Serving Up Respect in the Kitchen

Have you ever wondered what the lunch ladies are doing when we’re not in lunch? They are crunched for time, preparing for the moment you walk into the cafeteria.


Cafeteria worker, Joanna Perez, is a very respectable lady in the kitchen. She always greets and asks how the students are.

Brianna Boen, Bear Hub Staff

“Hey mom, can you please put your work shirt back on so I can take a picture of you for my article?”

“Please don’t make me put that shirt back on, Brianna.” She says, with an exhausted expression, still hearing the voices of hundreds of kids screaming in the echoing cafeteria.

But that’s just the thing. Students don’t realize how much preparation and effort is put into making their meals. The lunch ladies can sense this from the “thank you’s” they don’t receive, but instead a head nod or no eye contact at all.

“I’ve seen students be demanding, not saying please or thank you, and just not listening when asked what they want.” Keira Marques, 12, explains to the hub. Offering just a head nod for lifting multiple cases of water, cooking and serving food, and not getting time to sit might not seem rude, and I get it, in that moment you’re just trying to get back to the table with your friends.

My mom, Michele Mercado, is a first year cafeteria employee at Lawrence Brook Elementary School and has a “total new respect for people who work in the kitchen at schools because [she] didn’t realize how much hard work goes into it. Students don’t think about that stuff and they just think about their meal. They don’t know how much work is being put into getting their food.”

“Would you like to elaborate on a personal experience?” I ask, already knowing the answer by her frustrated face. This reminds me of the story she told me about a student who stole food from her kitchen. Being in the comfort of her own home, thinking of students stealing food from her cafeteria is the last thing she wants to discuss.

There are even students who would go the distance to steal at the high school: “I know a guy who stole seven muffins from the cafeteria,” says Madison Boen, 12, someone else who hates to see disrespect to those in the kitchen. “It’s just like, why are you continuing to be rude by stealing when they are offering us free lunch?”

My mom starts to count on her hand the massive truck deliveries that come each week. “In order to get all the products to school, there is a lot of paperwork. For my school, we have to unload the truck, consisting of about 25 cases of water as well as all the cases of food. We also have a milk delivery that is about 4-5 cases of milk, an ice cream delivery, and produce delivery once a week.”

“But when do you have time to unload all that?”

“Exactly. It is more stressful to prepare and get things ready in a timely manner than to just serve the food because we are extremely pressed for time.”

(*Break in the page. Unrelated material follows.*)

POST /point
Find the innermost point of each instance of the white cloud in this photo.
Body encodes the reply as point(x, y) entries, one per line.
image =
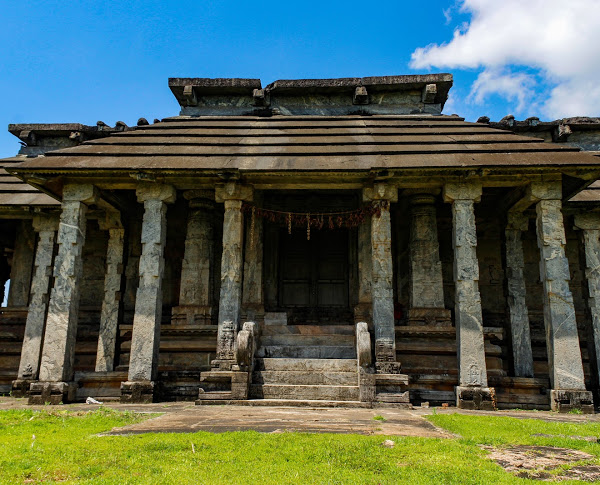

Our dogs start to bark at the sight of the mailman, interrupting her train of thought. She holds her head in stress, trying to remember all the behind the scene duties of an employee in the kitchen.

I attempt to put her back on track. “So what kind of paperwork has to be done everyday?”

She nods her head. “Well we have a binder to keep track of how many meals have been served to the students which takes about 20-25 minutes each day to work on.”

Let’s not forget about end of day routines and responsibilities that need to be done before leaving the kitchen. Furthermore, maintaining a spotless kitchen, such as washing huge pans and scrubbing the counters is essential, yet extremely time consuming.

All this work is just for an elementary school consisting of about 430 kids. Imagine doing this everyday for around 2,000 students.

“What makes you excited to come to work everyday?“

She flashes a smile and thinks of the students who she is happy to serve. “For me, I love doing it for the kids that appreciate it.”

The next time you are in line, perhaps ask the lunch lady how her day is, or even what her name is. Give her a reason to appreciate why she comes to school everyday and puts in the hard work for you.

This lunch lady is always ready to serve kids in the sandwich line.